The duo’s affinity for pop culture predates their college days, starting in childhood. For example, Neibaur’s love of old comedies dating back to the silent films had a memorable beginning.
“The first time I went to a movie was the weekend after the Kennedy assassination,” he recalled. “My parents took my brother and I to the movies. I was a kindergartner and had never been to a movie before. It was a Jerry Lewis movie, and the theater was just packed, people rocking in their seats in laughter at this silly guy on the screen.
“My young mind realized that this guy was making a lot of people happy at a time that the country was very sad. I understood the power of film and humor right then.
“The old silent movies that I grew up watching, I wanted to learn more about them. I wanted to know the story, how it developed. Eventually I had acquired so much knowledge I started writing about it, first articles when I was as young as 16 and finally my first two books came out before I was 30. I guess my interest is film history and I’m a film historian, that’s what I do.”
Schneeberger shares in the book’s acknowledgments that his late mother Martha Johnson inspired both his affinity for Sinatra and his eventual career path. When Gary was a small child she introduced him to the crooner via 78 rpm records, which he still owns. She also bought him his first electric typewriter when he was 12 years old. In another of his journey’s many kismet moments, Schneeberger’s contribution to the Sinatra book was completed on what would have been her 90th birthday.
That early interest in Sinatra as a singer continued into his teen years.
“Here’s how silly it was,” Schneeberger recounted. “As a late teenager, 18-19 years old I won a lip sync contest in Racine as Frank Sinatra. Who does that at age 19? Nobody.
“I had an appreciation, even though it wasn’t my era’s music. I had other interests, too. But there was something about Sinatra, something that appealed to me.
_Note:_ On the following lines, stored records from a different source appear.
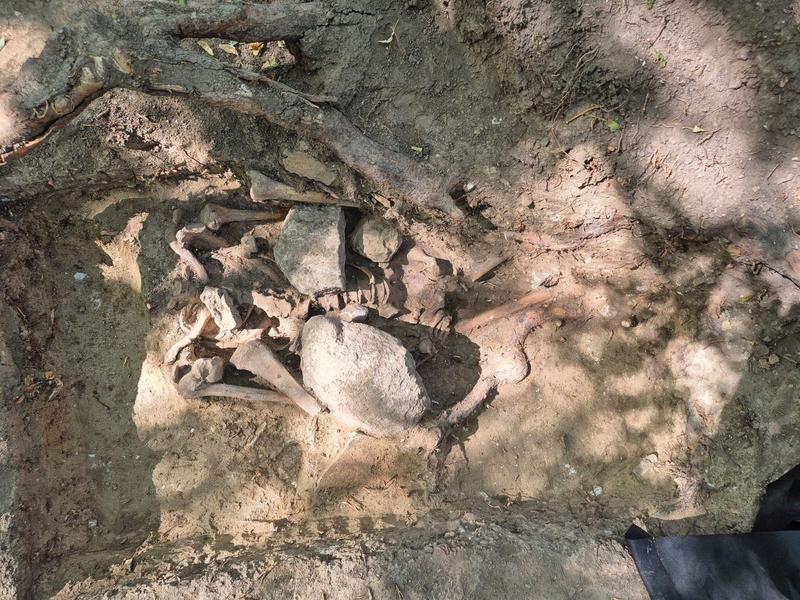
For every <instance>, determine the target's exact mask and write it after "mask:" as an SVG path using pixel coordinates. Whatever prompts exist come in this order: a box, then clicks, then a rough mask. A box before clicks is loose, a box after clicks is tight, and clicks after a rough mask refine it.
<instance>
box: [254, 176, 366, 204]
mask: <svg viewBox="0 0 800 600" xmlns="http://www.w3.org/2000/svg"><path fill="white" fill-rule="evenodd" d="M247 175H248V176H249V177H250V199H251V200H255V201H256V202H263V201H265V200H286V201H288V202H303V203H306V204H336V205H338V206H349V207H351V208H359V205H358V204H357V203H355V202H348V201H347V200H340V199H338V198H334V197H333V196H329V195H328V194H323V193H322V192H298V191H297V190H296V189H294V188H293V187H291V186H288V185H286V184H285V183H281V182H280V181H275V180H274V179H270V178H269V177H267V176H266V175H264V174H263V173H259V172H258V171H253V170H251V171H248V172H247Z"/></svg>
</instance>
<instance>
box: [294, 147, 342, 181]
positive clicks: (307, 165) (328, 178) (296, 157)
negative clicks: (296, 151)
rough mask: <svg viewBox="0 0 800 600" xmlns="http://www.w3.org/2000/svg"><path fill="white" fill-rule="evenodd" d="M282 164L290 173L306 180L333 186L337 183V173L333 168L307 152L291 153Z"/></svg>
mask: <svg viewBox="0 0 800 600" xmlns="http://www.w3.org/2000/svg"><path fill="white" fill-rule="evenodd" d="M281 163H282V164H283V168H284V169H286V170H287V171H289V173H294V174H295V175H299V176H300V177H305V178H306V179H313V180H314V181H319V182H320V183H324V184H325V185H333V182H335V181H336V173H335V172H334V171H333V170H332V169H331V168H329V167H328V166H327V165H326V164H324V163H321V162H320V161H318V160H317V159H316V158H314V157H313V156H310V155H308V154H306V153H305V152H289V153H287V154H286V155H285V156H284V158H283V161H281Z"/></svg>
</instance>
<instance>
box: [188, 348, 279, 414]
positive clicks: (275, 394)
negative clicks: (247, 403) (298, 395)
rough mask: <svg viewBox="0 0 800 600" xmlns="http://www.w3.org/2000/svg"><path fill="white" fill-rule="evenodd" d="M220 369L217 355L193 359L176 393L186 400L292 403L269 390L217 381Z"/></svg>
mask: <svg viewBox="0 0 800 600" xmlns="http://www.w3.org/2000/svg"><path fill="white" fill-rule="evenodd" d="M222 369H223V363H222V359H221V358H220V357H218V356H215V357H214V358H205V359H199V360H197V361H195V363H194V364H193V365H192V369H191V370H190V371H189V372H188V373H187V374H186V375H184V376H183V377H182V378H181V380H180V381H179V382H178V393H179V394H180V395H181V396H182V397H184V398H186V399H187V400H192V399H196V398H207V397H221V398H236V399H238V400H247V401H252V402H277V403H278V404H292V401H291V400H290V399H289V398H287V397H286V396H284V395H283V394H279V393H277V392H273V391H270V390H261V389H257V388H249V387H244V386H241V385H230V384H227V383H217V382H218V381H220V380H221V379H222Z"/></svg>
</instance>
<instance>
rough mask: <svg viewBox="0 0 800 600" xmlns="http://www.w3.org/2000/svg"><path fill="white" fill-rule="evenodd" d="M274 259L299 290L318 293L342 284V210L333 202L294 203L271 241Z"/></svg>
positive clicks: (340, 285) (343, 228) (335, 290)
mask: <svg viewBox="0 0 800 600" xmlns="http://www.w3.org/2000/svg"><path fill="white" fill-rule="evenodd" d="M274 253H275V262H276V264H277V265H278V267H279V268H280V270H281V271H283V274H284V275H286V278H287V279H288V280H289V282H290V283H291V284H292V285H293V286H294V287H295V288H297V289H298V290H299V291H300V292H301V293H303V294H306V295H309V296H318V295H320V294H324V293H326V292H336V291H340V290H343V289H344V287H345V278H344V259H345V248H344V214H343V213H342V209H341V208H339V207H336V206H297V207H295V208H293V209H292V210H290V211H289V214H287V215H286V220H285V221H284V222H283V229H282V230H281V235H280V237H279V238H278V241H277V243H276V244H275V250H274Z"/></svg>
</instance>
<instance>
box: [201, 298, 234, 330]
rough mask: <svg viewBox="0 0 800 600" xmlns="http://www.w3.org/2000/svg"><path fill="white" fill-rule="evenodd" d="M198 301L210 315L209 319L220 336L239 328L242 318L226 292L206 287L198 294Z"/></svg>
mask: <svg viewBox="0 0 800 600" xmlns="http://www.w3.org/2000/svg"><path fill="white" fill-rule="evenodd" d="M200 301H201V302H202V303H203V304H205V306H206V308H207V309H208V310H209V312H210V313H211V318H212V319H214V323H216V324H217V327H219V332H220V334H221V335H225V334H226V333H228V332H229V331H231V330H233V329H236V328H237V327H241V325H242V317H241V316H240V315H239V311H238V310H236V304H234V302H233V298H231V295H230V294H229V293H228V291H227V290H224V289H222V288H215V287H206V288H204V289H203V292H202V293H201V294H200Z"/></svg>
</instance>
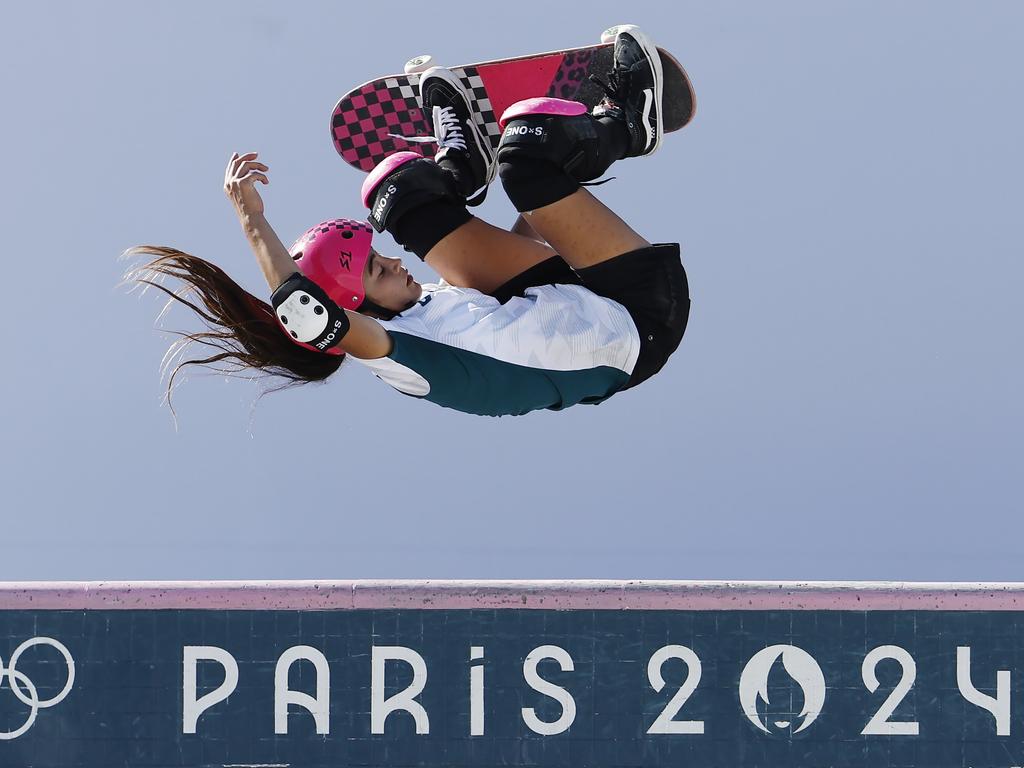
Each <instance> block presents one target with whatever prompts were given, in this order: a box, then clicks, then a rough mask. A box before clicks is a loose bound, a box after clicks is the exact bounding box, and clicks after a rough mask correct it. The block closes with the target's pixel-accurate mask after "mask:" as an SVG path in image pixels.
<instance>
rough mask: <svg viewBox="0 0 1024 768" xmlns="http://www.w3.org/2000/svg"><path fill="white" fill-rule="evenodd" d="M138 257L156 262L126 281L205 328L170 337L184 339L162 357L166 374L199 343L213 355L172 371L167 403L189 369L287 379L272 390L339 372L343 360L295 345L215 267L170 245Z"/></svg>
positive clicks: (267, 311) (132, 248)
mask: <svg viewBox="0 0 1024 768" xmlns="http://www.w3.org/2000/svg"><path fill="white" fill-rule="evenodd" d="M139 255H142V256H153V257H155V258H153V259H152V260H151V261H148V262H146V263H145V264H142V265H140V266H136V267H133V268H132V269H130V270H129V272H128V273H127V274H126V275H125V282H126V283H129V284H134V285H141V286H152V287H153V288H156V289H157V290H159V291H163V292H164V293H165V294H167V295H168V296H169V297H170V298H169V299H168V301H167V306H165V307H164V311H166V310H167V309H168V308H169V307H170V306H171V305H172V304H174V302H180V303H181V304H184V305H185V306H187V307H189V308H190V309H191V310H193V311H195V312H196V314H198V315H199V316H200V318H201V319H202V321H203V323H204V325H205V326H206V328H207V330H206V331H202V332H199V333H184V332H182V331H174V332H172V333H174V334H175V335H176V336H179V337H180V338H179V339H177V340H176V341H175V342H174V343H173V344H172V345H171V348H170V349H168V351H167V355H166V356H165V357H164V360H165V365H166V366H167V370H170V366H171V365H172V364H173V361H174V360H175V359H178V358H179V357H181V356H184V352H185V350H187V349H189V348H191V347H193V345H195V344H201V345H203V346H205V347H209V348H210V349H212V350H213V353H212V354H210V355H209V356H207V357H202V356H200V357H193V358H189V359H184V360H182V361H180V362H178V364H177V365H176V366H175V367H174V369H173V371H171V372H170V376H169V377H168V381H167V399H168V404H170V398H171V393H172V392H173V389H174V381H175V379H176V378H177V375H178V374H179V373H180V372H181V371H182V369H184V368H186V367H188V366H200V367H204V368H208V369H211V370H212V371H215V372H217V373H222V374H226V375H228V376H242V375H253V374H254V375H256V376H261V375H265V376H269V377H276V378H280V379H284V383H282V384H281V385H280V386H274V387H271V388H270V390H269V391H275V390H278V389H284V388H286V387H291V386H295V385H298V384H305V383H308V382H313V381H324V380H325V379H327V377H329V376H330V375H331V374H333V373H334V372H336V371H337V370H338V369H339V368H340V367H341V364H342V362H343V360H344V355H333V354H324V353H323V352H314V351H312V350H309V349H305V348H304V347H301V346H299V345H298V344H295V343H294V342H292V341H291V339H289V338H288V337H287V336H286V335H285V333H284V332H283V331H282V330H281V326H279V325H278V321H276V318H275V317H274V314H273V308H272V307H271V306H270V305H269V304H267V303H266V302H265V301H262V300H261V299H258V298H256V297H255V296H253V295H252V294H251V293H249V292H247V291H246V290H245V289H243V288H242V287H241V286H240V285H239V284H238V283H236V282H234V281H233V280H231V279H230V278H228V276H227V273H226V272H224V270H223V269H221V268H220V267H219V266H217V265H216V264H212V263H210V262H209V261H206V260H205V259H201V258H199V257H198V256H193V255H190V254H187V253H184V252H183V251H179V250H177V249H176V248H168V247H166V246H136V247H135V248H130V249H128V250H127V251H125V254H124V256H125V257H126V258H131V257H133V256H139ZM167 278H171V279H174V280H177V281H180V282H181V283H182V284H183V285H181V286H180V287H179V288H178V289H176V290H171V289H169V288H167V287H166V286H164V285H163V281H164V280H165V279H167ZM161 314H163V312H161ZM172 411H173V407H172Z"/></svg>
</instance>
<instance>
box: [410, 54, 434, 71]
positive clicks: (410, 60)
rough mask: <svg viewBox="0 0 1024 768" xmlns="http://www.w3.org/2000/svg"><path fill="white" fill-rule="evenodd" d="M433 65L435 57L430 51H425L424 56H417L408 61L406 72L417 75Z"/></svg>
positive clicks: (433, 63) (425, 70) (422, 55)
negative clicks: (434, 56)
mask: <svg viewBox="0 0 1024 768" xmlns="http://www.w3.org/2000/svg"><path fill="white" fill-rule="evenodd" d="M433 66H434V57H433V56H431V55H430V54H429V53H424V54H423V55H422V56H416V57H415V58H411V59H409V60H408V61H406V74H407V75H417V74H419V73H421V72H426V71H427V70H429V69H430V68H431V67H433Z"/></svg>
In college I remember writing about how Frank would cradle the microphone like a dance partner when he sang. Something about his mannerisms and the way he commanded the stage that appealed to me, there was something he brought to the table, and that has never gone away.”
Schneeberger said he can still recall the place where his crooner act won the lip sync contest, The Pirates Den, and that the bar ran a radio ad that touted “We even had someone win as Frank Sinatra!” because it was so strange that someone in the ‘80s would lip synch to Sinatra.
Flash forward to 2022. “Frank Sinatra on the Big Screen” isn’t just the the culmination of a long partnership, in some ways it’s a beginning; Neibaur and Schneeberger have a signed contract to do a book on Robert Redford movies, and also have publisher-approved plans to write about actor Gene Hackman, the Rocky movie series, and director Norman Jewison (“In the Heat of the Night,” “Fiddler on the Roof,” “Jesus Christ Superstar,” “Moonstruck,” “And Justice for All”).
Asked if there are any stars today whose career comes close to Sinatra’s long and varied success as reference point for younger generations, Neibaur’s answer was simple and swift:
“No. There wasn’t even anyone then.”
“Frank Sinatra on the Big Screen: The Singer as Actor and Filmmaker” can be ordered locally from Blue House Books, and also through McFarland Publishing and Amazon.